Ein Einsatz zu viel

Die internationale Diplomatie hat der sudanesischen Regierung bislang nur leere Versprechen abtrotzen können. Die Lage in Darfur ist weiterhin katastrophal. von thomas schmidinger

Nicht generell ausschließen« will Verteidigungsminister Peter Struck einen Bundeswehreinsatz im Sudan. Vorausgesetzt, die Vereinten Nationen richteten eine entsprechende Bitte an die Nato oder die Europäische Union, wie Struck in der vorigen Woche sagte. Doch dazu dürfte es kaum kommen. Die sudanesische Regierung ist an einem »friedenserhaltenden« internationalen Einsatz nicht interessiert und behindert derzeit sogar die wenigen Truppen der Afrikanischen Union.

Diese gab letzte Woche bekannt, dass sie das Kontingent von derzeit 300 Soldaten aufstocken und in Darfur 3 500 Soldaten und 800 Polizisten aus verschiedenen afrikanischen Ländern stationieren werde. Die Regierung in Khartum stimmte zwar zu, doch in der Vergangenheit haben sich sudanesische Regierungsmitglieder wiederholt gegen eine internationale Einmischung ausgesprochen. Insbesondere die Soldaten aus Ruanda werden beschuldigt, Aids in das Land zu bringen. Reserviert ist das Regime nicht nur gegenüber Militäreinsätzen. Auch Hilfsorganisationen sind mittlerweile vorsichtig geworden, da jede Kritik am Regime zu Schwierigkeiten vor Ort führen kann.

Also scheint ein europäischer oder US-amerikanischer Militäreinsatz mit Billigung der Regierung in Khartum ausgeschlossen. Zu einem Kampfeinsatz dürften jedoch, nicht zuletzt wegen der Schwierigkeiten im Irak, weder die USA noch andere Nato-Staaten bereit sein. Auch der Vorsitzende des Bundeswehrverbands, Bernhard Gertz, sagte dem Tagesspiegel, dass die Bundeswehr neben Kosovo und Afghanistan keinen weiteren Einsatz bewältigen könne. Allein die Rebellen in Darfur befürworten einen internationalen Militäreinsatz. Das Sudan Liberation Movement (SLM) bekräftigte am 4. Oktober, es wolle Darfur unter internationalen Schutz gestellt und zu einer waffenfreien Zone erklärt wissen.

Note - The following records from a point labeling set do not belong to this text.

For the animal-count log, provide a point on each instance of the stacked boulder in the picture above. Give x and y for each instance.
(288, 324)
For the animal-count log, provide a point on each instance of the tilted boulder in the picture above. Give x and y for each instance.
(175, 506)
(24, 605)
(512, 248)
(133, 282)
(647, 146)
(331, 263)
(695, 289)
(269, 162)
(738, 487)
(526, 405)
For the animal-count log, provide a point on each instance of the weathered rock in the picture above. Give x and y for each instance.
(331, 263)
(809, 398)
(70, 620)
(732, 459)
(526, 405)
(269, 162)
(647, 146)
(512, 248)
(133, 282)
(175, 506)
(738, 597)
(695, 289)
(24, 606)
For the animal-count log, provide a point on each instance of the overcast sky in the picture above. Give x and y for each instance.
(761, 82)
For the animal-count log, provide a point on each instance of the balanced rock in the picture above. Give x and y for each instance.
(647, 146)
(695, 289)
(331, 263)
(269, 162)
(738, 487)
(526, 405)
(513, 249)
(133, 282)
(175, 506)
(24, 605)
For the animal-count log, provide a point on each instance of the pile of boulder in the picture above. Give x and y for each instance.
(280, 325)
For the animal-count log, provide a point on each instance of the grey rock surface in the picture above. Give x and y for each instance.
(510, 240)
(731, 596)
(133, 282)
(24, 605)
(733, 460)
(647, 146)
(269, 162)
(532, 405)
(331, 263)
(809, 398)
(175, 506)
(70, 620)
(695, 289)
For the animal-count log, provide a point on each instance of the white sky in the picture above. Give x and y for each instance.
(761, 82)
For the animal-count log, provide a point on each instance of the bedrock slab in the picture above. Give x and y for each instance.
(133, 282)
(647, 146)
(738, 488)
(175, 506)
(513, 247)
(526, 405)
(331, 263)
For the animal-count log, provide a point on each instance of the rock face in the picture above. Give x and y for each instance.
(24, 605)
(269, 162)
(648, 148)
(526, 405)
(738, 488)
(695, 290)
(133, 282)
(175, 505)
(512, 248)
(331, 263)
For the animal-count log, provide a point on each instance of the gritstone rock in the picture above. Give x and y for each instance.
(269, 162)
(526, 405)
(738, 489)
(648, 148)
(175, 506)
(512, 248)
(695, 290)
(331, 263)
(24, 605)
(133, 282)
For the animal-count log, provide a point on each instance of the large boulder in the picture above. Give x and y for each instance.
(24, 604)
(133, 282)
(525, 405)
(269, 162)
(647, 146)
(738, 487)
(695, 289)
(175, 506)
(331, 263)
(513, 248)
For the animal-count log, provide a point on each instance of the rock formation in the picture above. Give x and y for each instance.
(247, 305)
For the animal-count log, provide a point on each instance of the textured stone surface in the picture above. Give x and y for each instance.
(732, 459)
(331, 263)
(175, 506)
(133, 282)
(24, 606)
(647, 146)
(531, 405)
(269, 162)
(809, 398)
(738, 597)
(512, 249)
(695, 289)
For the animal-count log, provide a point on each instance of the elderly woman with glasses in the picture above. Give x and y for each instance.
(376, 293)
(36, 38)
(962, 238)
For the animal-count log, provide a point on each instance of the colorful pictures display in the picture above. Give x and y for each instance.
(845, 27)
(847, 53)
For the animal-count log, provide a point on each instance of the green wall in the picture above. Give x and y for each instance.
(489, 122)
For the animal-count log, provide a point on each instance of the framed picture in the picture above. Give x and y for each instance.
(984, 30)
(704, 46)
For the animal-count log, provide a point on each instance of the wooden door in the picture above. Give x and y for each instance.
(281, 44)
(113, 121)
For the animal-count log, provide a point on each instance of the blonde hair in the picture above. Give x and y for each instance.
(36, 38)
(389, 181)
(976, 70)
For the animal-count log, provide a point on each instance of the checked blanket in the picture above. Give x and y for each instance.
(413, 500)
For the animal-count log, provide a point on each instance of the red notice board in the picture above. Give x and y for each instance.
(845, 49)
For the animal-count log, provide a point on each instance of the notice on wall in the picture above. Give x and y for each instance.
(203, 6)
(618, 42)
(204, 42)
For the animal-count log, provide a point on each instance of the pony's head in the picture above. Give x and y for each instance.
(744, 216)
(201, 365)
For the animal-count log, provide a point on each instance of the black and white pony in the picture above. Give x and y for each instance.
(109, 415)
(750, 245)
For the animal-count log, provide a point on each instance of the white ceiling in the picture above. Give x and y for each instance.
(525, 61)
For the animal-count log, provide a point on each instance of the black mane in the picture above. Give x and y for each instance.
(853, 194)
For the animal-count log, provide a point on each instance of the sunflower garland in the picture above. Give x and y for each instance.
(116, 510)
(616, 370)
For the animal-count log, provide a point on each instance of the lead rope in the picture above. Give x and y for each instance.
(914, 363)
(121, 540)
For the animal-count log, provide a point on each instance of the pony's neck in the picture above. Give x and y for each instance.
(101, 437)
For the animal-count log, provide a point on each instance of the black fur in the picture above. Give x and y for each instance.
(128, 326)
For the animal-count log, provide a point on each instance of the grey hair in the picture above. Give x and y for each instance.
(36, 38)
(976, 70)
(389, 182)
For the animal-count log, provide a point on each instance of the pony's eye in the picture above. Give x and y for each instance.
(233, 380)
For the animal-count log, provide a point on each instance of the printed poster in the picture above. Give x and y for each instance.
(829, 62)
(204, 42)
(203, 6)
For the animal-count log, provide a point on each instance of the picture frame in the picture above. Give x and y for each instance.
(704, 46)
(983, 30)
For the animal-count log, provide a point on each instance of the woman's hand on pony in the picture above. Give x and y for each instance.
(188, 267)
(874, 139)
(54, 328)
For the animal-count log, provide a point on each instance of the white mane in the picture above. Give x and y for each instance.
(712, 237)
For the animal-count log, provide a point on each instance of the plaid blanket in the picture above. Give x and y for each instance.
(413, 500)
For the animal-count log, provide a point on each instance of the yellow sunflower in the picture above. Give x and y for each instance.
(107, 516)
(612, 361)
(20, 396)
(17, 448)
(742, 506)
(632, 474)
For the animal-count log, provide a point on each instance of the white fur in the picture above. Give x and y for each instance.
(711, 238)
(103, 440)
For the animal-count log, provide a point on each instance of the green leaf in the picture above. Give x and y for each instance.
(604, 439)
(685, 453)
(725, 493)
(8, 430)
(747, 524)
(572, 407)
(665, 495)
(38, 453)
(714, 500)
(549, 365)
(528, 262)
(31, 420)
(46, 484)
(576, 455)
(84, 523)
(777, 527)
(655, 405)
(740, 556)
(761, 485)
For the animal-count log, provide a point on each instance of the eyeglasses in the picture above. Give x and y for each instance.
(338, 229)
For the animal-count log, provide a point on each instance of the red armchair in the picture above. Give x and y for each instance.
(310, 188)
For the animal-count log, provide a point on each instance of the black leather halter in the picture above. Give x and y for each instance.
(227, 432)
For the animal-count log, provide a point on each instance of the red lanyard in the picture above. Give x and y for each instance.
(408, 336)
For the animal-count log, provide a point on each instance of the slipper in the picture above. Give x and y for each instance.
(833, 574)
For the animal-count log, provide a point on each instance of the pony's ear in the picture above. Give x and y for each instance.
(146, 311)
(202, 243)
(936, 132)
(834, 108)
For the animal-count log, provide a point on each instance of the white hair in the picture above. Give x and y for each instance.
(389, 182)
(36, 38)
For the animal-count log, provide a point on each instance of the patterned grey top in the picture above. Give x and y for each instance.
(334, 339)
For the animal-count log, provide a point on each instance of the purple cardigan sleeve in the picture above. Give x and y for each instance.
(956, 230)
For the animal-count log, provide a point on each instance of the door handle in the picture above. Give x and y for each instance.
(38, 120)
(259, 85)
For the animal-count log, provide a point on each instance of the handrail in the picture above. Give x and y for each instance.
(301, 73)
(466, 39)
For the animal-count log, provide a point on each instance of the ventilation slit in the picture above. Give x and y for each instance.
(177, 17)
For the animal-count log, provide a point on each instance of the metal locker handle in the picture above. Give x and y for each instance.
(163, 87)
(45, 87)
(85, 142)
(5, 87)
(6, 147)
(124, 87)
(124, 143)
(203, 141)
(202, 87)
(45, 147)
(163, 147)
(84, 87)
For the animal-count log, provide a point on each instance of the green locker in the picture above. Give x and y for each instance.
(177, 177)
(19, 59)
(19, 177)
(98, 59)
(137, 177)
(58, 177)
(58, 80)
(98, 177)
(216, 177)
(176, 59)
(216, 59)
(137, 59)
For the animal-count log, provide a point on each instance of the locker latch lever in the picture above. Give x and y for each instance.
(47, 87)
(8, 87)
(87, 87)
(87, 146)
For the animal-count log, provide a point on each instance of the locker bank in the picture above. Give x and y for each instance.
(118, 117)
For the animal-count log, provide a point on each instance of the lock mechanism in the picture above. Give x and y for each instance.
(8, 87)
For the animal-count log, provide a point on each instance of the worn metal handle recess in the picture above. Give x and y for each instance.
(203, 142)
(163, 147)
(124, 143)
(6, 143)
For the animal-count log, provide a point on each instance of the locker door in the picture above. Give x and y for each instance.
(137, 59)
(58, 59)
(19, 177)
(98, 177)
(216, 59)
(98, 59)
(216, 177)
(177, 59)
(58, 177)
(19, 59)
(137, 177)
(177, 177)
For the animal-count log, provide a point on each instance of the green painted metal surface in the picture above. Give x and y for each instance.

Die internationale Diplomatie jedenfalls konnte die Lage in Darfur bislang nicht entschärfen. Sowohl der Besuch des britischen Premierministers Tony Blair im Sudan vergangene Woche als auch die Friedensinitiative des libyschen »Revolutionsführers« Muammar el Gaddafi brachten keine anderen Resultate als leere Versprechungen, wie sie das sudanesische Militärregime schon häufig gemacht hat. Bislang hat das Regime nur zugesagt, an einem für den 21. Oktober geplanten Gipfeltreffen in Libyen teilzunehmen, zu dem neben dem sudanesischen Präsidenten Omar al-Bashir auch die Führer der beiden Rebellengruppen in Darfur, SLA und JEM, sowie die Präsidenten Ägyptens, Nigerias und des Tschad eingeladen sind.

Während der internationale Druck das islamistische Militärregime im Sudan zumindest zu diplomatischen Gesprächen gezwungen hat, sieht die Lage in Darfur weiter katastrophal aus. Die Kämpfe zwischen Regierungstruppen und den regierungsnahen Janjawid-Milizen auf der einen und den Rebellen der SLM und der JEM auf der anderen Seite dauern ebenso an wie die Massaker an der Zivilbevölkerung. Erst in den letzten Tagen wurden mehrere Städte in Darfur von Rebellen angegriffen.

Seit Anfang dieses Jahres sind rund 1,5 Millionen Menschen aus Darfur geflohen, etwa 200 000 davon leben in provisorischen Flüchtlingscamps im Tschad. Insbesondere die Versorgung der in Darfur umherirrenden Flüchtlinge wird während der Regenzeit, die die Straßen unpassierbar gemacht hat, sehr erschwert. Zehntausende sind vom Hungertod bedroht. Eine Anfang Oktober veröffentlichten Studie zufolge, an der Experten der Organisation »Ärzte ohne Grenzen« mitwirkten, ist die Sterblichkeitsrate auf das Zehnfache gegenüber dem subsaharischen Afrika gestiegen. Nach Angaben der UN wurden seit Ausbruch der Kämpfe 50 000 Menschen ermordet.